Yuri Artemov, Brian Schwartz - Physics, Graduate Center
The project concerns the visualizing in 3D of the behavior of swirls of electrons, tornado-like vortices, in high-temperature superconductors.
Fernando Azevedo - New Media Lab, Graduate Center
This web-based project investigates the juxtaposition of 19th-century photography and digital technology. It promotes a reflection on the status of photography after the advent of digital photography. By scanning early prints and digitally restoring, enlarging and even re-cropping them, the focus is shifted from the precious object--the vintage print--to the image itself which now gains new circulation through the Internet and even through new digital prints.
Gregg Morris - Film and Media, Hunter College
A faculty-supervised online journal of nonfiction articles, stories, commentaries and opinion pieces, the WORD started as a tool for teaching nonfiction writing, but evolved also into a tool for teaching students to develop still and moving images to illustrate nonfiction stories, an experiment in using new methods to relate nonfiction stories and an experiment in exploring ways for redefining the meaning of "news" in an urban college community.
Website: http://hunterword.com/
Fritz Umbach - American Social History Project/Center for Media and Learning (ASHP/CML), Graduate Center
The September 11 Digital Archive uses electronic media to collect, preserve, and present the history of the September 11, 2001 attacks and the public responses to them. The Archive will work with other groups around the country, including the Smithsonian's National Museum of American History, to preserve the record of 9/11 by: collecting first-hand accounts of the 9/11 attacks and the aftermath (especially voices currently under-represented on the web), collecting and archiving emails, web sites, and digital images growing out of these events, organizing and annotating the most important web-based resources on the subject, and developing materials to contextualize and teach about the events.
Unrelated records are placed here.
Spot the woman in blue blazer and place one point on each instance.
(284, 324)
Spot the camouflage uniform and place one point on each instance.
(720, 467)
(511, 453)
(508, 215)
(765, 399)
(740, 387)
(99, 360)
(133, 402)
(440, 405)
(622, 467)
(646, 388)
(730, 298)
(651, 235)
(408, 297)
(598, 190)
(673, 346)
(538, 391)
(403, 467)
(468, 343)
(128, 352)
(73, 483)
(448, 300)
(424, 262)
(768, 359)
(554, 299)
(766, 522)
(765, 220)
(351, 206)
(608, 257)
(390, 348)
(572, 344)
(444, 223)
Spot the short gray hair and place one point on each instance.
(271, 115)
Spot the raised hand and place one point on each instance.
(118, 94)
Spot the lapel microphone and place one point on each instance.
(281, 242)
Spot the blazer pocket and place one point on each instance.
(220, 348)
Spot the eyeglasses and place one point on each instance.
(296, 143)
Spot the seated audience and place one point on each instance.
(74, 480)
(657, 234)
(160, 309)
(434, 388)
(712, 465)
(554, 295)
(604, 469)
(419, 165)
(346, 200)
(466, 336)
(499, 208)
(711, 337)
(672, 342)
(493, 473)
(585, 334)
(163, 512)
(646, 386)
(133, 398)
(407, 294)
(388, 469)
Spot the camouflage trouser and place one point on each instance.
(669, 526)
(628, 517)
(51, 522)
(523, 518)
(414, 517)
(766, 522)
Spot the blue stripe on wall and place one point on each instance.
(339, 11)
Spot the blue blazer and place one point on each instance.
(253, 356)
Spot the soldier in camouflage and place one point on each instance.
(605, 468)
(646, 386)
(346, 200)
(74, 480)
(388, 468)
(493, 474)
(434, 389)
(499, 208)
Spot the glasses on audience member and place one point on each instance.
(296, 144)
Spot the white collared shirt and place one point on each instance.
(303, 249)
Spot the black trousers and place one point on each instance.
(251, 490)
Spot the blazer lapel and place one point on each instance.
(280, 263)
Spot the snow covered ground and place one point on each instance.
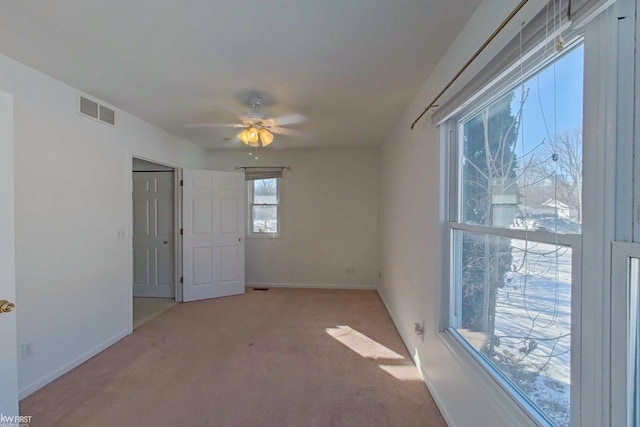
(533, 326)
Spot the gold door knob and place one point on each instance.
(6, 306)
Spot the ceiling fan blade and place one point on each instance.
(288, 132)
(242, 115)
(288, 119)
(213, 125)
(233, 142)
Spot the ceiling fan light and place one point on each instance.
(266, 137)
(252, 134)
(244, 136)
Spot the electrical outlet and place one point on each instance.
(27, 350)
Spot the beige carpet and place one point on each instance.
(283, 357)
(145, 309)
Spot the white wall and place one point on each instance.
(72, 197)
(329, 218)
(411, 233)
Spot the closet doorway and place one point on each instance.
(154, 240)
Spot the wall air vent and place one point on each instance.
(91, 108)
(88, 107)
(107, 115)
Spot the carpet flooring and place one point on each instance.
(145, 309)
(282, 357)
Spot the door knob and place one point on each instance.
(6, 306)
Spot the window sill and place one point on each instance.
(510, 408)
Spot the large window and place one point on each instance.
(264, 207)
(515, 232)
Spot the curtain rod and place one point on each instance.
(473, 58)
(263, 167)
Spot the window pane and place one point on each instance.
(513, 305)
(521, 164)
(265, 191)
(265, 219)
(633, 399)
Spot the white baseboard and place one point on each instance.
(432, 390)
(38, 384)
(308, 286)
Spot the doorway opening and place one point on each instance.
(154, 242)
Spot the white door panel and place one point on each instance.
(8, 347)
(153, 234)
(213, 242)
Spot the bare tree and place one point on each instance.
(559, 169)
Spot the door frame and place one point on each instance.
(9, 373)
(177, 204)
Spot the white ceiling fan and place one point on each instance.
(258, 129)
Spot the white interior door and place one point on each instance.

The September 11 Digital Archive is a joint project of ASHP/CML and the Center for History and New Media at George Mason University.
Website: http://911digitalarchive.org/
Luke Waltzer/Rebecca Simson - New Media Lab, Graduate Center
Virtual New York City (VNY) uses the resources of the Old York Library at the CUNY Graduate Center, as well as the Encyclopedia of New York City (Yale University Press) to present a research and teaching site on New York City's history. The site provides digitized materials in a searchable database, as well as in a series of Web exhibits and special presentations. The first VNY exhibit is "DISASTER", which explores the ways human and natural tragedies have shaped and reshaped the city's economy, politics, and citizenry. The goal of the site is to create a major Web portal on NYC's history that will be used by scholars, teachers, students and the general public. When completed, Virtual New York City will function as a site for finding information in accessible, digital formats and for researchers and scholars of NYC history to easily communicate with one another online.
Website: http://www.virtualny.cuny.edu/
Jeff Weiss - Economics, Baruch
The centerpiece of the presentation will describe and demonstrate the interactive media or video book being developed. It will be deployed in the spring 2002 in our introductory micro and macro economics classes at Baruch College.
Lei Zhou, Brian Schwartz - Physics, Graduate Center
This project is the simulation of traffic in an urban grid-like street environment using 3D visualization and animation techniques.
Website: http://traffic.newmedialab.cuny.edu/gridCA1/index.htm
American Social History Project
The Lost Museum Web site presents a virtual 3D re-creation of P. T. Barnum's American Museum circa 1865 -- the pre-eminent popular cultural institution of mid-nineteenth century America. Using the distinctive attributes of new media to revisualize the past, The Lost Museum, created by the Center for Media & Learning/American Social History Project, combines scholarly research, a provocative historical puzzle, spatial investigation, and the interactivity of the digital medium to recreate and explore a lost place. The Lost Museum is made up of a digital 3D reconstruction of the American Museum, based on the existing historical record of descriptions and illustrations, and an Archive of primary and secondary source materials. The Archive provides historical perspective on relevant themes via a range of primary and secondary documents that link the past with the present and the Museum's details with larger themes in American history.
Website: http://lostmuseum.cuny.edu/
Ioannis Stamos, Computer Science, Hunter College, CUNY
Ioannis Stamos is working in the areas of Computer Vision and Computer Graphics. This research is in the broad area of photorealistic 3D model acquisition and the utilization of dense range 3D data. He has been working on range image segmentation, 3D modeling and range to image registration algorithms. This research has 2 components. The first is a method for using laser methods for 3D CAD models from range data. The second part extends these methods to create geometric and photometric correct models of large outdoor structures (buildings).
Website: http://www.cs.columbia.edu/~allen/NEW/workshop.html
Andrea Polli, Film and Media, Hunter College, CUNY
Intuitive Ocusonics is an interactive performance process developed by Andrea Polli in which voluntary and involuntary eye movements create a visual and aural landscape. Intuitive Ocusonics melds visual and aural information through high end data transfer and eye-tracking technology. It concretizes the thought process, invading and amplifying subtle movements of the eye in real time through sound and image, examining the search for meaning through a biological lens.